Nickel Boys Review

Nickel Boys
In segregated 1960s Florida, young Elwood (Ethan Herisse) is wrongfully sent to the Nickel Academy reform school, an effective jail for African-Americans.

by Kambole Campbell |
Published on

There might not be anything else like RaMell Ross’ Nickel Boys. Adapting the 2019 novel by Colson Whitehead (best known to most for The Underground Railroad, adapted for TV by Barry Jenkins in 2021), Ross finds an unorthodox approach here: extrapolating the book’s third-person narrative into a first-person point-of-view, the camera almost entirely presenting the action as through the eyes of its protagonists. Think Peep Show, but as a serious and urgent drama.

Nickel Boys

It follows Elwood (Ethan Herisse), a young idealist living in Jim Crow-era Florida. Under false accusations, he’s sent to the Nickel Academy for Boys, a “correction school” — in reality a prison by any other name, complete with the exploitation of its inmates as free labour. While there, Elwood befriends another young man named Turner (Brandon Wilson), who has a much more cynical outlook on freedom for African-Americans or any potential of escaping the school itself.

The camerawork becomes a way of illustrating a character’s thoughts without narration, and with an immediacy that feels unprecedented.
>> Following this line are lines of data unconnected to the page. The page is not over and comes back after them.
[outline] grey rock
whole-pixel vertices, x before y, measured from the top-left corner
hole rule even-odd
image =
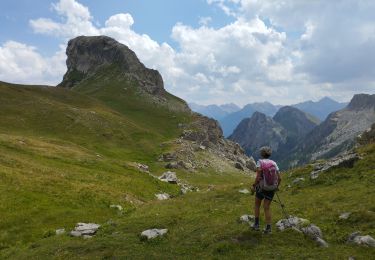
[[[246,161],[246,168],[248,168],[249,170],[252,170],[252,171],[256,171],[257,166],[256,166],[256,163],[255,163],[255,160],[254,160],[253,157],[250,157],[250,158]]]
[[[163,175],[159,177],[159,180],[164,181],[164,182],[169,182],[169,183],[172,183],[172,184],[178,183],[176,173],[171,172],[171,171],[167,171],[167,172],[163,173]]]
[[[312,239],[323,238],[323,233],[318,226],[311,224],[307,227],[301,228],[301,231]]]
[[[348,242],[357,245],[375,247],[375,239],[373,237],[370,235],[361,236],[358,231],[349,235]]]
[[[247,222],[247,223],[249,223],[249,222],[252,222],[254,220],[255,220],[255,216],[254,215],[242,215],[240,217],[240,221],[241,222]]]
[[[70,235],[73,237],[80,237],[83,235],[93,236],[100,228],[100,225],[95,223],[78,223]]]
[[[168,232],[168,229],[148,229],[141,233],[141,237],[146,239],[154,239],[159,236],[163,236]]]
[[[244,166],[243,166],[241,163],[239,163],[239,162],[236,162],[236,163],[234,164],[234,167],[235,167],[236,169],[241,170],[241,171],[244,171],[244,170],[245,170],[245,169],[244,169]]]
[[[165,153],[162,155],[162,159],[164,162],[171,162],[177,159],[177,155],[175,153]]]
[[[352,213],[351,212],[344,212],[341,213],[339,219],[348,219]]]
[[[83,235],[82,237],[83,237],[83,239],[91,239],[92,238],[92,236],[90,236],[90,235]]]
[[[159,193],[159,194],[155,194],[155,196],[158,200],[167,200],[170,198],[170,195],[167,193]]]
[[[137,168],[143,172],[149,172],[149,167],[146,164],[137,163]]]
[[[325,171],[328,171],[331,168],[336,167],[346,167],[351,168],[354,165],[354,162],[360,159],[360,156],[355,152],[347,152],[341,155],[338,155],[335,158],[332,158],[324,163],[319,163],[314,165],[314,170],[310,173],[311,179],[316,179],[319,175]]]
[[[63,235],[65,234],[65,228],[56,229],[55,231],[56,235]]]
[[[178,165],[177,162],[170,162],[170,163],[165,165],[165,168],[166,169],[178,169],[178,168],[180,168],[180,166]]]
[[[315,238],[315,242],[320,246],[320,247],[328,247],[328,243],[324,241],[322,238],[317,237]]]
Through his distinctive first-person method, Ross —  a photographer and documentarian, making his fictional feature debut here — isn’t just playing with cinematic framing but also how such films frame the past. On some level it feels like a corrective to more sensationalised recreations of America’s racist anti-Black history, seeking to empathise rather than observe. That might seem like a slight distinction, but you can feel it in Nickel Boys’ revolutionary cinematography.

Nickel Boys

It takes a little bit of getting used to: after all, a head and a human eye doesn’t quite move like a camera does. Leaning too hard into replicating that motion might prove a little disorientating. To the director’s credit, Ross is not entirely strict with his experimental methods. Overall, the combined approach feels as natural as a photographer’s eye — framing the horrors of the Jim Crow era as it would have been observed by its victims. The camerawork becomes a way of illustrating a character’s thoughts without narration, and with an immediacy that feels unprecedented.
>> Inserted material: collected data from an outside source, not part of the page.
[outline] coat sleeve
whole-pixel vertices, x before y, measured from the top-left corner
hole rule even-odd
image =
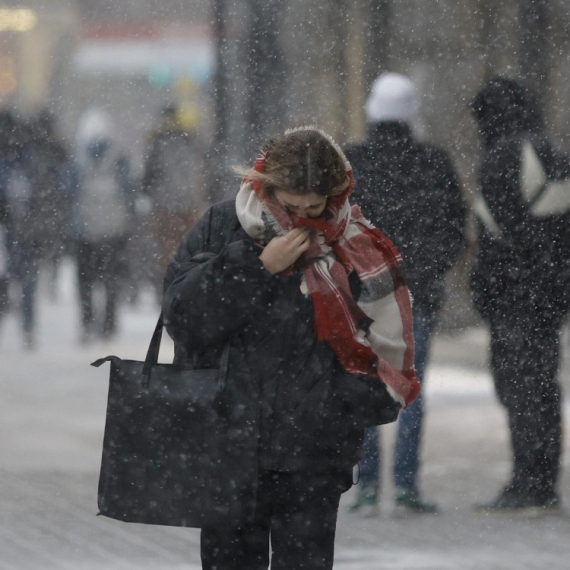
[[[164,280],[163,318],[175,343],[199,350],[225,341],[255,322],[273,298],[276,278],[246,236],[213,247],[227,232],[213,206],[186,235]],[[227,223],[227,222],[226,222]]]

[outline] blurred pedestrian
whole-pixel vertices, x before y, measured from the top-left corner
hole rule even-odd
[[[327,570],[364,427],[419,390],[410,300],[397,251],[350,207],[351,167],[328,135],[288,131],[243,174],[165,279],[175,361],[212,366],[229,350],[212,454],[232,460],[211,484],[235,518],[202,529],[202,567],[268,568],[271,544],[272,568]]]
[[[60,188],[61,169],[67,160],[56,134],[55,117],[42,109],[30,120],[30,182],[35,196],[34,224],[42,235],[41,258],[55,295],[56,270],[64,250],[68,203]]]
[[[495,77],[471,103],[484,151],[472,273],[475,305],[491,329],[491,369],[507,410],[510,480],[485,511],[546,512],[560,504],[559,334],[570,305],[570,157],[544,133],[530,92]],[[562,193],[560,190],[562,189]]]
[[[157,247],[154,282],[162,295],[166,267],[198,219],[203,201],[204,151],[193,117],[166,106],[150,136],[142,180],[152,201],[149,227]]]
[[[6,197],[6,234],[10,282],[19,288],[18,309],[26,348],[36,344],[36,292],[44,254],[42,226],[46,208],[33,184],[31,129],[10,111],[0,113],[0,178]]]
[[[133,186],[129,161],[115,139],[111,117],[101,109],[82,116],[74,160],[62,179],[71,204],[68,235],[73,241],[81,304],[81,340],[110,338],[117,329],[125,255],[132,231]],[[94,295],[102,293],[101,314]]]
[[[365,105],[368,137],[348,148],[356,178],[354,200],[364,216],[401,252],[413,298],[415,369],[423,381],[430,340],[444,298],[444,276],[465,243],[465,206],[458,178],[445,151],[419,142],[416,88],[408,77],[384,73]],[[422,395],[398,420],[394,447],[395,504],[404,512],[436,513],[419,490]],[[381,479],[377,428],[366,430],[358,492],[350,509],[375,515]]]
[[[4,320],[10,309],[8,176],[14,144],[15,121],[13,115],[7,110],[0,111],[0,322]]]
[[[1,158],[0,158],[1,160]],[[0,326],[8,314],[10,279],[8,275],[8,204],[5,189],[0,185]]]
It embodies a subjective perspective that so few films about Black lives have. In one heart-stopping moment, Elwood tentatively creeps around a corner, in fear of what he hears around it; the camera’s limited point-of-view only adds to that innate paranoia. But it’s also a unique and sensory approach to portraying memory, its associated sounds, textures and actions seen up close. Given Herisse and Wilson are only seen in reflections and glimpses, it’s a technique that makes it difficult to evaluate the actual acting — but what we do see is revelatory in how Ross’ camera plays with our perception of them, and how they respond. It’s one of many ways in which Nickel Boys turns so many entrenched ideas about performance and perspective on their head.

Nickel Boys is a triumph. Its unique approach brings a new dimension to its source material, while amplifying the emotional resonance between the present and a horrifying past.